The body of work presented in Ex Situ grows out of a residency Rothwell undertook at the Museum of Archaeology and Anthropology at the University of Cambridge in 2015, where she encountered rare botanical specimens held in the university’s herbarium. Some of these samples, such as a now extinct cucumber found by Charles Darwin in the Galapagos Islands, have been hybridized by the artist in the ‘Metamorphosis of Plants’ series. Black silhouettes of these specimens, alongside others sourced by English naturalist Joseph Banks and Soviet agronomist Nikolai Vavilov, are hand-cut from industrial PVC and threaded through raw Belgian linen. Cast in relief, a disembodied female hand appears poised to either pluck or plant the botanical hybrid in each work, engaged, like the artist, in an act of re-germination. Geometric applications of gold leaf evoke historical scientific instruments, while fictitious barcodes created by the interwoven linen and PVC suggest the evolution of nature in the digital age. Vivid and contemporary in their materiality, these new wall-mounted works are offered as honorary arrangements for the various naturalists who inspired them (Darwin, Banks, Vavilov). Harnessing the ecological potential of centuries-old preserved plants, they convey the adaptive resilience of nature set against global histories of trade, industrialization and colonisation.

‘Biomorphs’, a series of freestanding sculptures in vivid colours, conducts a similar enquiry into ideas of classification and control, nature and artifice, evolution and transmutation. Created from hydrostone, poured into stitched canvas and laminated in epoxy resin, these pieces invoke the museological treatment of taxidermied objects but with a distinctly artificial or unnatural aesthetic. Organic and industrial forms are juxtaposed in elongated, vertical configurations which stress their contemporary interdependency. Plant stems morph into convoluted networks of copper pipes or grow out of stainless steel drains in which unknown substances pool. Around these botanical forms are propped high-gloss human tongues or microscopic lenses, suggesting a radical new taxonomy by which to understand today’s genetically and technologically modified plant forms. Taxonomical arrangements of specimens and instruments are also found in a series of prints, made by Rothwell following her Cambridge residency and presented in this exhibition alongside their etched copper plates in old wooden plan chests.

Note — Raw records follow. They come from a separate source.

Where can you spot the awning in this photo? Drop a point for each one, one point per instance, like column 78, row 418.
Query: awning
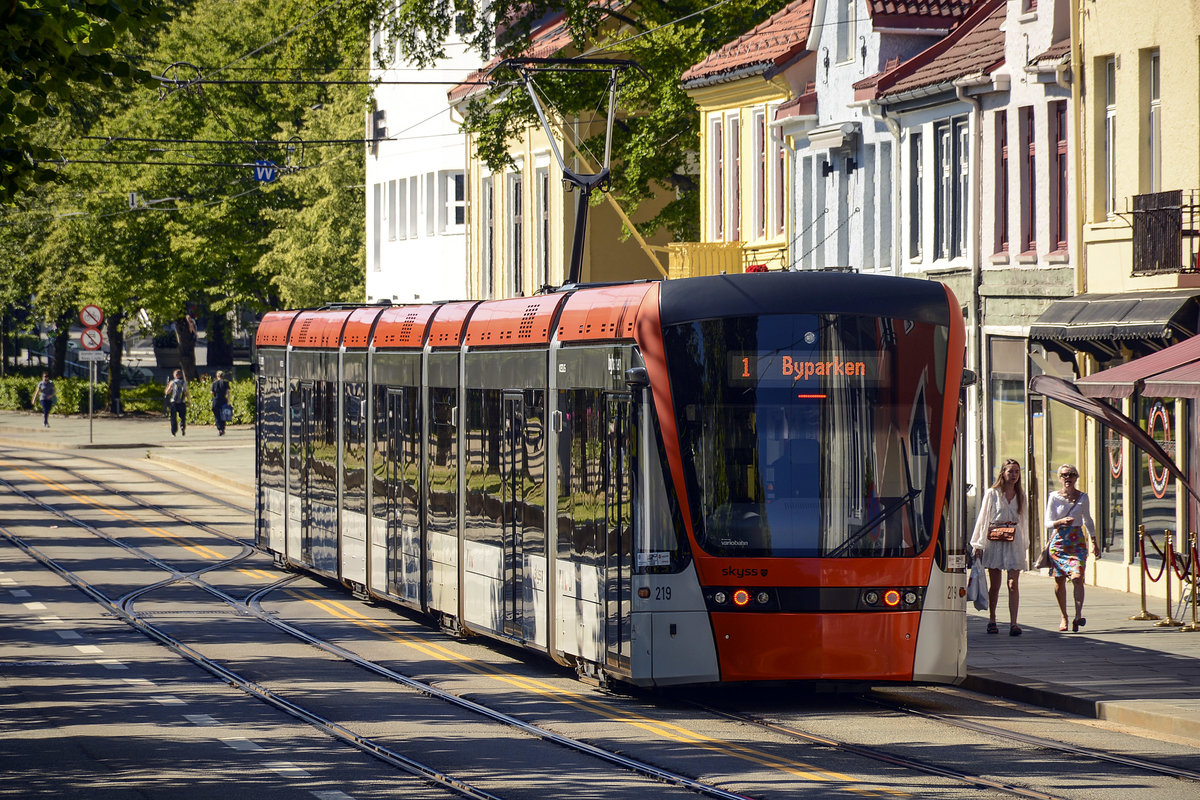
column 1066, row 392
column 1181, row 382
column 1101, row 324
column 1123, row 379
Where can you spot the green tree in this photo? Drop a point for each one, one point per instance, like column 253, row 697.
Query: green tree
column 48, row 50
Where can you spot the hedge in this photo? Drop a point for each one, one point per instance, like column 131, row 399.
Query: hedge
column 17, row 395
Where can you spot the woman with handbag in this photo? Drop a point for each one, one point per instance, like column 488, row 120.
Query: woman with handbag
column 1069, row 522
column 1001, row 541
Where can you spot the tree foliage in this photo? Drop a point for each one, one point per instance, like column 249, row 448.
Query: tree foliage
column 658, row 131
column 48, row 50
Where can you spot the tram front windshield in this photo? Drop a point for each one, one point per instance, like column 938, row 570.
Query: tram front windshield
column 809, row 434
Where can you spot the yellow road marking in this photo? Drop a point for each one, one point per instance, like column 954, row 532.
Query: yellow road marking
column 665, row 729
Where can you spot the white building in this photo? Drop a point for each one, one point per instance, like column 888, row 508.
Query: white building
column 417, row 203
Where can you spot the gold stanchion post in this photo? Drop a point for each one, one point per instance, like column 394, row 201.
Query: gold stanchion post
column 1168, row 567
column 1141, row 569
column 1195, row 567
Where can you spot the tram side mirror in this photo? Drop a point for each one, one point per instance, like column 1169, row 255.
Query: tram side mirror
column 637, row 378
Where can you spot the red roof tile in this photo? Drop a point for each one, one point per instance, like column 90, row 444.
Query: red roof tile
column 769, row 46
column 976, row 47
column 918, row 13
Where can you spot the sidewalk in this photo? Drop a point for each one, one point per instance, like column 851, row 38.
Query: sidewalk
column 1117, row 669
column 227, row 462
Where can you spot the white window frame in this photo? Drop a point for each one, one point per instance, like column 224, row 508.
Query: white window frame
column 514, row 217
column 1110, row 137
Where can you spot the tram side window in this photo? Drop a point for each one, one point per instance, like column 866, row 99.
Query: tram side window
column 443, row 455
column 580, row 476
column 354, row 457
column 659, row 541
column 271, row 438
column 484, row 437
column 324, row 443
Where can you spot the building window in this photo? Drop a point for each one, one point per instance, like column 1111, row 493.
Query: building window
column 1153, row 127
column 516, row 234
column 717, row 155
column 431, row 204
column 1002, row 181
column 735, row 170
column 376, row 224
column 489, row 260
column 1110, row 136
column 886, row 204
column 779, row 206
column 1061, row 190
column 916, row 193
column 414, row 204
column 541, row 222
column 846, row 31
column 951, row 154
column 399, row 210
column 1029, row 182
column 760, row 174
column 390, row 211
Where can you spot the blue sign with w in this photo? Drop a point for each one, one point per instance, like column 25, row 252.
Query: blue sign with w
column 264, row 170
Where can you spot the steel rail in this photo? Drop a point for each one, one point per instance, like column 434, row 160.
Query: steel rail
column 252, row 606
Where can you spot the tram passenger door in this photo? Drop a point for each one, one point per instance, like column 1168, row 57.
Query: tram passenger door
column 403, row 533
column 618, row 547
column 513, row 486
column 300, row 489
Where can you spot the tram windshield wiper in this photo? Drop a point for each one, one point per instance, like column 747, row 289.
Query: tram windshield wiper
column 882, row 516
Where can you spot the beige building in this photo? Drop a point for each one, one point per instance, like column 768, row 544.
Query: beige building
column 1135, row 70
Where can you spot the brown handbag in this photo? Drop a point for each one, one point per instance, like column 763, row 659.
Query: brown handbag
column 1002, row 531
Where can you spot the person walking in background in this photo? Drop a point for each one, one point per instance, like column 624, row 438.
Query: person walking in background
column 177, row 401
column 46, row 396
column 1069, row 521
column 1001, row 540
column 220, row 401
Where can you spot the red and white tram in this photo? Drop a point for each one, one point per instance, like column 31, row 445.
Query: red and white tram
column 719, row 479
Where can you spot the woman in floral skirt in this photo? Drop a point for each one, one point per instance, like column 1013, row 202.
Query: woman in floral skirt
column 1069, row 522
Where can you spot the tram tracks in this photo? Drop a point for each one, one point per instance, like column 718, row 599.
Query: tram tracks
column 252, row 606
column 123, row 608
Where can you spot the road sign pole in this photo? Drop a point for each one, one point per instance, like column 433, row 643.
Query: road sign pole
column 91, row 386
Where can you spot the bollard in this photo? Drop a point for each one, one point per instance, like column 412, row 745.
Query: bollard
column 1141, row 563
column 1195, row 567
column 1168, row 567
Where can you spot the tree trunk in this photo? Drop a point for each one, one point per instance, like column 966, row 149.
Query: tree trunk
column 115, row 350
column 185, row 331
column 220, row 347
column 61, row 336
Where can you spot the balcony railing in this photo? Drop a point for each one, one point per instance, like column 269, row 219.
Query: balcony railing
column 1167, row 233
column 691, row 259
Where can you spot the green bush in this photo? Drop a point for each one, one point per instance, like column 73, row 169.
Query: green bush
column 199, row 401
column 17, row 395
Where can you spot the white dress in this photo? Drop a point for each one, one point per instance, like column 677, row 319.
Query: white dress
column 1001, row 555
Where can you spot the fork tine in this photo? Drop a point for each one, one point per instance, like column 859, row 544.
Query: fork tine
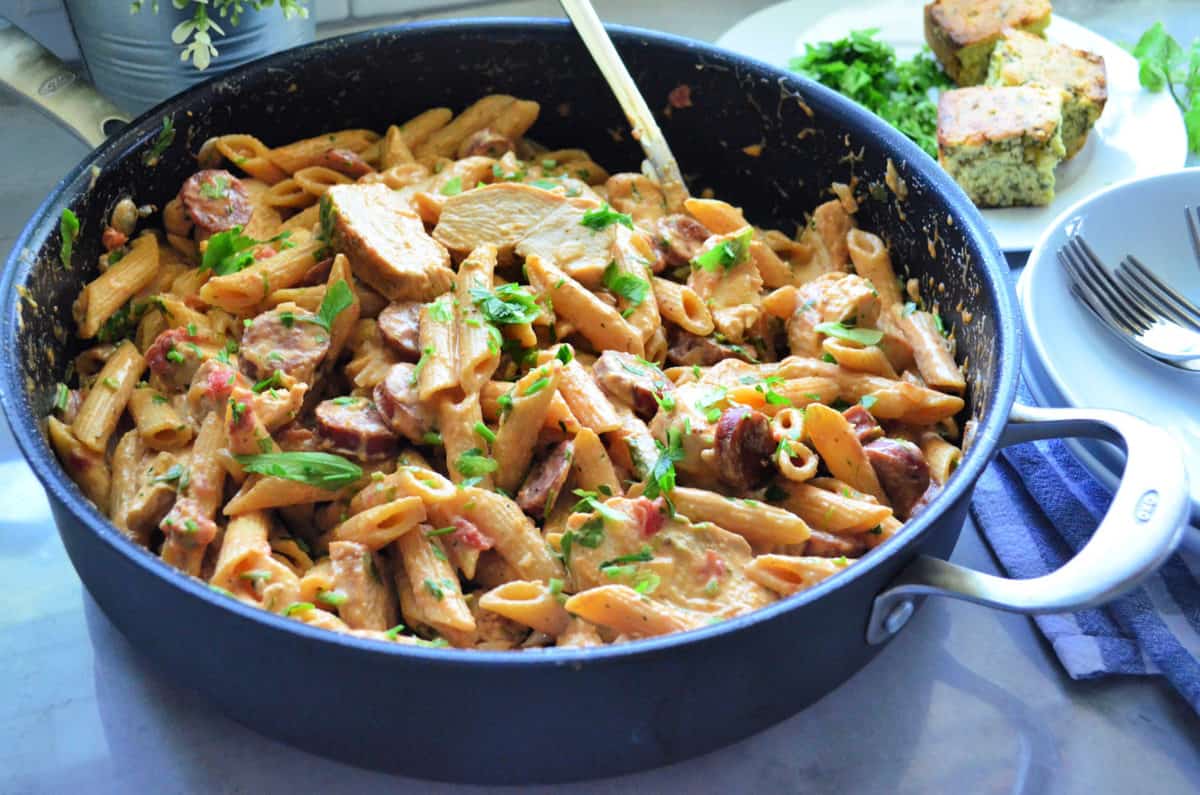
column 1193, row 216
column 1093, row 299
column 1099, row 280
column 1152, row 299
column 1165, row 293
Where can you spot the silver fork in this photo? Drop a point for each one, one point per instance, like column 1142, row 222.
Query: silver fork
column 1193, row 215
column 1127, row 315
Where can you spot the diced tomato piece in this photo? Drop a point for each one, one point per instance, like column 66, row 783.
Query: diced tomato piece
column 469, row 536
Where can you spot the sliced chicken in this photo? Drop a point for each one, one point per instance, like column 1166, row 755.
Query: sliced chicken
column 501, row 214
column 563, row 240
column 387, row 243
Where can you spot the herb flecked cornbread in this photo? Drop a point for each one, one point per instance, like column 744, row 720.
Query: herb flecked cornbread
column 1002, row 144
column 1021, row 59
column 961, row 33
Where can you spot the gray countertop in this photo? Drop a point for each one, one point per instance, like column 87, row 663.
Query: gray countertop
column 965, row 700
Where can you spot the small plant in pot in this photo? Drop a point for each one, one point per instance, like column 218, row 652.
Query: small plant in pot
column 141, row 52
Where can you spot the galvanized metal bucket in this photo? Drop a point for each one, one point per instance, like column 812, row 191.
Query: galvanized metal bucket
column 133, row 61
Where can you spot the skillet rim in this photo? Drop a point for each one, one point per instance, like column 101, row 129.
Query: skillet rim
column 993, row 270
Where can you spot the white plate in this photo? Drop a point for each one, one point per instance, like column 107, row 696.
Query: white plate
column 1072, row 359
column 1139, row 133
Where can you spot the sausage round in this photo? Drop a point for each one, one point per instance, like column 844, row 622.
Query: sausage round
column 287, row 340
column 346, row 161
column 681, row 238
column 744, row 444
column 400, row 324
column 901, row 470
column 545, row 482
column 215, row 201
column 353, row 426
column 397, row 401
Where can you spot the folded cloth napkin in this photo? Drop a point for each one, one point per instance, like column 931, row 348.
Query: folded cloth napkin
column 1037, row 506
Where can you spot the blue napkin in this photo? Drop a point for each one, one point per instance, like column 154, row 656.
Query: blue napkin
column 1037, row 506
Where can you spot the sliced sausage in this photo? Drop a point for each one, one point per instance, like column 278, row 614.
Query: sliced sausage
column 633, row 381
column 397, row 401
column 744, row 444
column 215, row 201
column 487, row 143
column 822, row 544
column 688, row 350
column 353, row 426
column 400, row 324
column 903, row 472
column 345, row 161
column 864, row 425
column 546, row 479
column 681, row 238
column 289, row 340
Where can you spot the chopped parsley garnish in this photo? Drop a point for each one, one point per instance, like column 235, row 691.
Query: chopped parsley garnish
column 725, row 255
column 605, row 216
column 850, row 333
column 640, row 556
column 485, row 432
column 333, row 598
column 535, row 387
column 215, row 189
column 867, row 70
column 61, row 396
column 69, row 229
column 160, row 145
column 274, row 380
column 661, row 479
column 441, row 311
column 625, row 285
column 473, row 464
column 337, row 298
column 507, row 305
column 321, row 470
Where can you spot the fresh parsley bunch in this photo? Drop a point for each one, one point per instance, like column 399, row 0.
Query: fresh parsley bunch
column 1162, row 63
column 867, row 70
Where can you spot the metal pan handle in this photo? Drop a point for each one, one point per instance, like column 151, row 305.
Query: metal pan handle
column 1143, row 527
column 34, row 72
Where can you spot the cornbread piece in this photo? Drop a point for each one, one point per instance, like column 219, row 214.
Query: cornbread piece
column 1001, row 144
column 961, row 33
column 1021, row 59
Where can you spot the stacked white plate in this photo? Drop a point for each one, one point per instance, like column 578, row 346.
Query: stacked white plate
column 1072, row 359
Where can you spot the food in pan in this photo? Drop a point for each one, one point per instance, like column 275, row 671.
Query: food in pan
column 1002, row 144
column 961, row 33
column 1024, row 59
column 444, row 386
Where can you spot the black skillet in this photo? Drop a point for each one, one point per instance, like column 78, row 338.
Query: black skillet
column 563, row 715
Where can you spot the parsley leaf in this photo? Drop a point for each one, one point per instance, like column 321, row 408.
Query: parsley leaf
column 473, row 464
column 625, row 285
column 868, row 71
column 69, row 229
column 851, row 334
column 507, row 305
column 321, row 470
column 725, row 255
column 337, row 298
column 605, row 216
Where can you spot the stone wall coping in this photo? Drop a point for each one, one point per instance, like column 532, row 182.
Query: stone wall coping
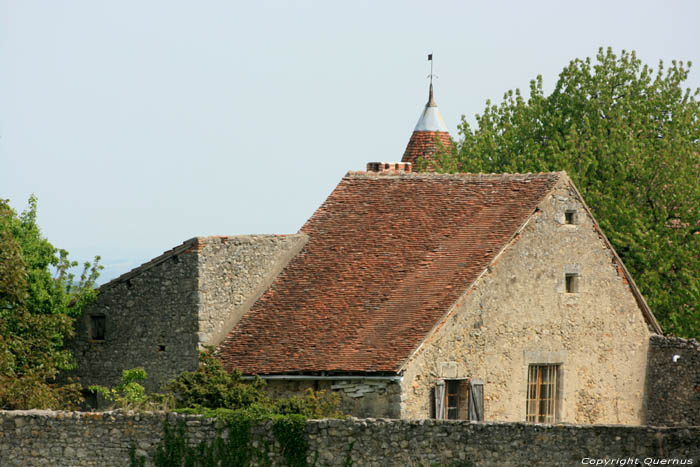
column 323, row 423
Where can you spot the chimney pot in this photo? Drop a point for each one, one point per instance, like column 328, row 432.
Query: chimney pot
column 389, row 167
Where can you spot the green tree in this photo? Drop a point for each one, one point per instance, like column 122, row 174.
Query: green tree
column 627, row 134
column 39, row 299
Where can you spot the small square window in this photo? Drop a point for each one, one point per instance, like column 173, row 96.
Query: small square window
column 97, row 327
column 570, row 217
column 571, row 281
column 459, row 399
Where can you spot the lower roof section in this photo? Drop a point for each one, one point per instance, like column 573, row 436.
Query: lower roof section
column 387, row 257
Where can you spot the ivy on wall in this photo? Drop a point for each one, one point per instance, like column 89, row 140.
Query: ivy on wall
column 235, row 449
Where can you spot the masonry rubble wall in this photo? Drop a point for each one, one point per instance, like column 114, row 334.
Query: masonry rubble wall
column 358, row 397
column 150, row 318
column 160, row 314
column 519, row 313
column 673, row 381
column 233, row 273
column 75, row 439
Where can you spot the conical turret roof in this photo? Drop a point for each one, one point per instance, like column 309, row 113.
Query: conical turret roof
column 430, row 128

The ‘Metamorphosis of Plants’ and ‘Biomorphs’ sculptures reveal an artist regenerating botanical specimens from the past, cultivating them through the technological advances of the 20th century, to speculate on their environmental potential for a post-industrial age. Based on the principles of ex situ conservation, in which an endangered plant species is offered protection outside its natural habitat, Rothwell’s imaginary archive considers how our innate biophiliac tendencies to collect, understand, modify and disrupt the natural world have shaped our engagement with it across centuries. In the precarious equilibrium that exists between natural and manmade systems in Rothwell’s works is a formal reckoning of the environmental consequences of human endeavour in the age of the Anthropocene.